The Sunshine Policy Is Dead
I guess the whole protection racket thing was the last straw. Now they’ve even managed to rile South Korea’s UniFiction Minister, Lee Jong-Seok.
Efforts to bring North Korea back to disarmament talks were in tatters on Thursday as Pyongyang stormed out of a meeting with the South and a senior U.S. diplomat left the region after a week of shuttle diplomacy.
….
“The South side will pay a price before the nation for causing the collapse of the ministerial talks and bringing a collapse of North-South relations that is unforeseeable now,” the North Koreans said in a statement before leaving for the airport, a day before the meeting was due to end.
….
“Who in the South asked you to protect our safety?” Lee told Kwon on Tuesday, according to a South Korean official. “It would help our safety for the North not to fire missiles or develop a nuclear program.”The South said the North could also forget about any more aid until it returns to separate talks on its nuclear weapons.

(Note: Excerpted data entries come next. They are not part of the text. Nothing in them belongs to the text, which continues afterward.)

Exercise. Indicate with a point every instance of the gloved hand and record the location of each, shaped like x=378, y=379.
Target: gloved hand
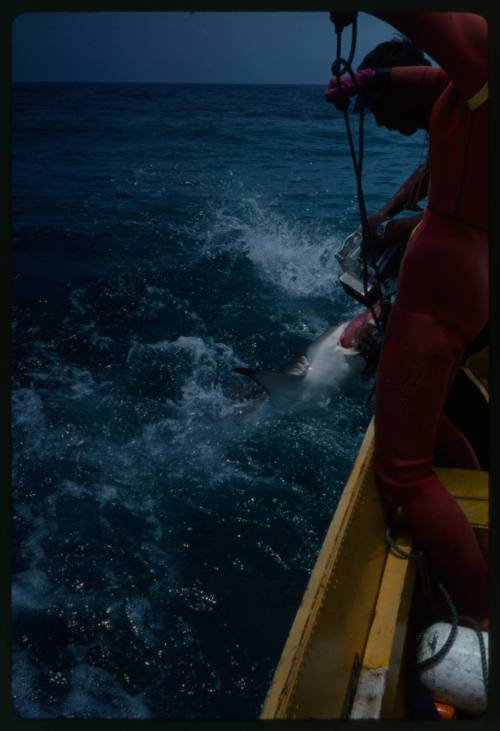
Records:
x=339, y=94
x=342, y=20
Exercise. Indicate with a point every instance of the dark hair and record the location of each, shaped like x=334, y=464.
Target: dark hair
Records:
x=399, y=51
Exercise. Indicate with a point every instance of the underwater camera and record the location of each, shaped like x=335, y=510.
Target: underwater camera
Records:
x=382, y=259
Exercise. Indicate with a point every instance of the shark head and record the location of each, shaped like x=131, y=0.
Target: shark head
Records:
x=324, y=368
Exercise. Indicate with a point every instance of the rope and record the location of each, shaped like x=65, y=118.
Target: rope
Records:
x=400, y=551
x=339, y=67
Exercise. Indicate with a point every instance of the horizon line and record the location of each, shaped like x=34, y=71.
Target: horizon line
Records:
x=169, y=83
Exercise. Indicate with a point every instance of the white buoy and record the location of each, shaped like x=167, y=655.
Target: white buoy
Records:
x=457, y=679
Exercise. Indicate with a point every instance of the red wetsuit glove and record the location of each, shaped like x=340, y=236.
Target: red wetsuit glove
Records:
x=338, y=92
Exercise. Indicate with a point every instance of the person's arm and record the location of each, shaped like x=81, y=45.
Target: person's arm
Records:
x=458, y=42
x=399, y=230
x=399, y=200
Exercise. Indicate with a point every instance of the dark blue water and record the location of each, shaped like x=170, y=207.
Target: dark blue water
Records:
x=163, y=532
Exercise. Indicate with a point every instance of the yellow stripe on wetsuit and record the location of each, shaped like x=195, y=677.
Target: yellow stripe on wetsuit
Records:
x=475, y=101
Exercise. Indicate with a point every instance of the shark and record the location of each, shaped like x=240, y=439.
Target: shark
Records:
x=325, y=367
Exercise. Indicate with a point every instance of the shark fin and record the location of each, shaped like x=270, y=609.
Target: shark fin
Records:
x=279, y=386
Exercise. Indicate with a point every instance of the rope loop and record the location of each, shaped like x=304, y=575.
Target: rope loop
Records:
x=400, y=551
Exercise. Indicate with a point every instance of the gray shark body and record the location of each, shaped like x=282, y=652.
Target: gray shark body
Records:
x=324, y=368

Is South Korea finally through with being the bitch in this relationship? When the Marmot and I were on the BBC recently, he said, dryly, (most things he says, he says dryly) that he’ll believe that when he sees it. I’ll give Robert that point, since I’ve noted more than once that Lee’s words and the truth tend to be two different things. Overall, a cutoff of food aid would be a mixed blessing, but more good than bad for the North Korean people. Although I strongly believe in feeding them — because I oppose punishing the regime’s victims for what the regime does — I doubt they ever saw much of South Korea’s unmonitored aid. My guess is that it will be missed mainly by party members and military officers, whose hunger matters to Kim Jong Il. The loss of unmonitored aid, so the logic goes, might force North Korea to accept monitored aid.

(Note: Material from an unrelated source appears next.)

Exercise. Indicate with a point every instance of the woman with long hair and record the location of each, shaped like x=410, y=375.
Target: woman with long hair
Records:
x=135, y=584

The next question this raises is whether Minister Lee finally grown a pair. I’m not sure. Yes, Lee often talks like a man who likes a good boilermaker with his breakfast, but until now, he’s only been willing to publicly insult the President of the United States (while praising His Porcine Majesty). This is new territory for Lee, but my money says he’ll be shocking this cadaver with the heart paddles again within a week, tops. That doesn’t mean he’s fooling anyone, himself included.
The most interesting question for the three of us who blog here is why Kim Jong Il would burn the bridges Seoul used to send its tribute across his moats. One thing that makes the question so appealing is the dearth of facts to work with, but you can do a back-of-the napkin cost-benefit analysis. On the cost side, Kim has seen the results of South Korea’s elections, and he can probably guess that things aren’t getting any better for him in the Blue House from here. On the benefit side, I’ve offered my own theory. Kim Jong Il certainly acts like a man desperate enough to make mistakes. A series of them has sealed the demise of Sunshine as the policy of a discredited fringe whose tenure of office has become a painful political anachronism. As of today, you can find the death certificate on file at the courthouse.
The only problem is that you’ll have to sift your way past two million more of them.